Tip of Day: Beware of Upgrading

I ran across this old post about a dorm getting hosed after upgrading to a new version of iTunes and wanted to share it. The idea of it is that corporations have gotten into the nasty habit of hiding downgrades and marketing them as upgrades. Essentially taking away functionality to protect or placate some regulatory body or to maximize profits and not telling the user. The case below points to iTunes, which I have stopped upgrading. And I warn other iTunes users to stop upgrading - boycott it altogether. The same of course holds true for Microsoft. Don't upgrade Microsoft. Let's see who else we can think of. It becomes especially annoying by the way when you get these popups that say, X app is ready for a new application.

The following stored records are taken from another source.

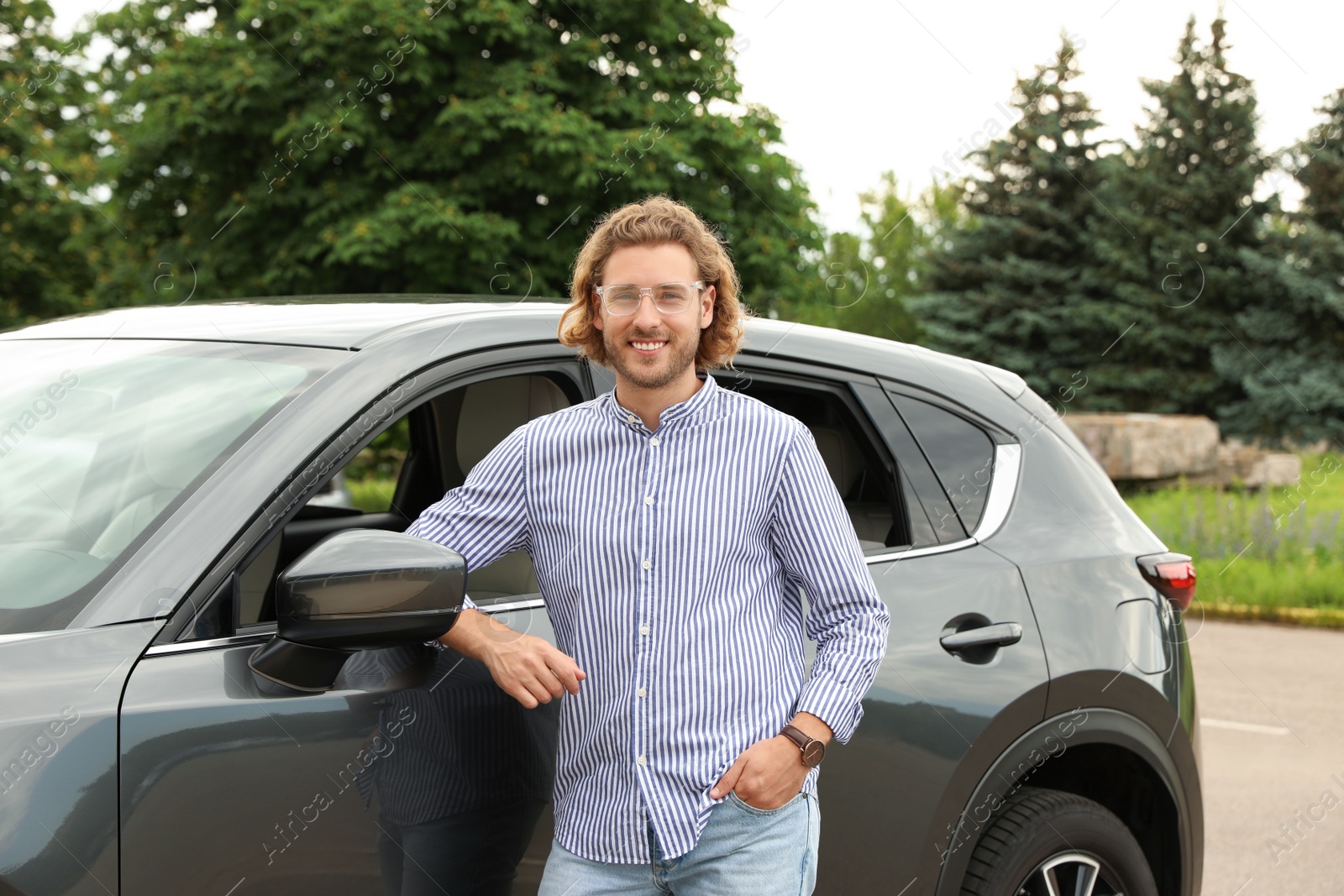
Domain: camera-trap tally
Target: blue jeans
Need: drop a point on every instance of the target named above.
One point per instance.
(743, 852)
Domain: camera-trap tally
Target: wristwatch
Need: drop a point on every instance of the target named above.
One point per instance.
(812, 748)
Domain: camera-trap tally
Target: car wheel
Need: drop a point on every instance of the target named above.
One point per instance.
(1047, 842)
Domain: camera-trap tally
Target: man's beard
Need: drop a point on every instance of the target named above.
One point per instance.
(680, 355)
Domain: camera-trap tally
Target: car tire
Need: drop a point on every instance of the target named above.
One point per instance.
(1041, 835)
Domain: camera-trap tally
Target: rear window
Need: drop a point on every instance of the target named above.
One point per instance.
(101, 439)
(960, 452)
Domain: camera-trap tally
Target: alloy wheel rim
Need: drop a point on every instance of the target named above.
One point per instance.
(1072, 873)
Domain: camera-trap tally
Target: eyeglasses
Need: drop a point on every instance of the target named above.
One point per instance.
(624, 298)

Here's the start of my boycott upgrade list:
iTunes (imposes newminor to major secret DRM barbs each time the upgrade happens)
AOL InstantMessenger (AIM) - now has advertisements all over it and that popup thing that comes up in IE somehow that is like the AIM homepage or something.

Others I suspect:
Adobe Reader (though I have not any proof yet)
GoogleTalk
Google Desktop
Gmail or Google in general (just wait!)
Loyalty cards (imposing more junkmail - not exactly the same issue but let's boycott them anyway?

Non dot-com examples:
Any insurance company!

Who else can we think of??

The Dead Parrot Society: Music sharing limits in iTunes 4.7.1: "Music sharing limits in iTunes 4.7.1
Posted by Ryan to category: Music & Technology
01:25 PM Apr 20 | TrackBack (29)

[or: Dear Apple, don't be sneaky]

This news isn't new, but I just found out about it this morning: The latest iTunes upgrade (version 4.7.1) severely limits your ability to share your music library over a local network. Previously, up to five users could connect to your library at any one time. Now, only five users are allowed to connect in any 24-hour period. (George Hotelling has a list of other useful iTunes abilities that have been 'upgraded' out of existence.)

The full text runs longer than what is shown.